In its Costs of Doing Business in Ireland report for 2017, the council said Ireland’s current price profile could be described as “high cost, rising slowly”, while the UK’s is “high cost, rising quickly”.
Price levels in Ireland were 22.2 per cent more than the EU average in 2015; the UK was 33.3 per cent above the EU average.
“Despite improvements in Irish cost competitiveness since the global economic and financial crisis, threats to continued economic success abound,” the council said.
The report notes that the State is particularly vulnerable to negative economic shocks outside the influence of domestic policymakers, such as the depreciation of sterling and higher price of oil.
It adds that the energy implications for Ireland of Brexit could be significant in light of Ireland’s reliance on energy imports from the UK – the source of 76 per cent of oil imports.
The council’s chairman, Peter Clinch, said the unfavourable oil and currency trends provided “a timely warning” about the vulnerability of Irish firms to external international shocks.
“This reinforces the importance of prioritising policies and actions that are within Ireland’s control to enhance cost competitiveness.”
Infrastructure bottlenecks, skills shortages and industrial unrest were among the domestic “pressures” listed.
The council also highlighted “dramatic” increases in residential rents as “a major cause for concern” for the economy as a whole.

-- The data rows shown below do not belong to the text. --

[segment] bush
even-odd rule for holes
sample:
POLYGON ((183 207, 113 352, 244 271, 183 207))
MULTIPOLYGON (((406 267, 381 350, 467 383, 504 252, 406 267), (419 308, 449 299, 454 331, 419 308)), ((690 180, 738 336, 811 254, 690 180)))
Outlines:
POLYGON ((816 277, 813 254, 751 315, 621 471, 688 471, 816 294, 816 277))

Prof Clinch said productivity growth across all sectors and occupations was the “preferred mechanism” to improve competitiveness, as this could support cost competitiveness in tandem with high and increasing levels of income.
The report concedes that calls for wage increases are “understandable” after a period of economic stagnation and wage cuts, but warns that Ireland’s relative competitiveness will be negatively affected if wage growth outpaces that of competitor countries and is not “backed up” by productivity increases.
The average hourly labour cost in the Republic was €30.40 in 2016, compared with €29.80 in the euro zone and €26.70 in the UK.
However, growth in Irish labour costs were below the EU and euro-zone averages in the five-year period to 2016.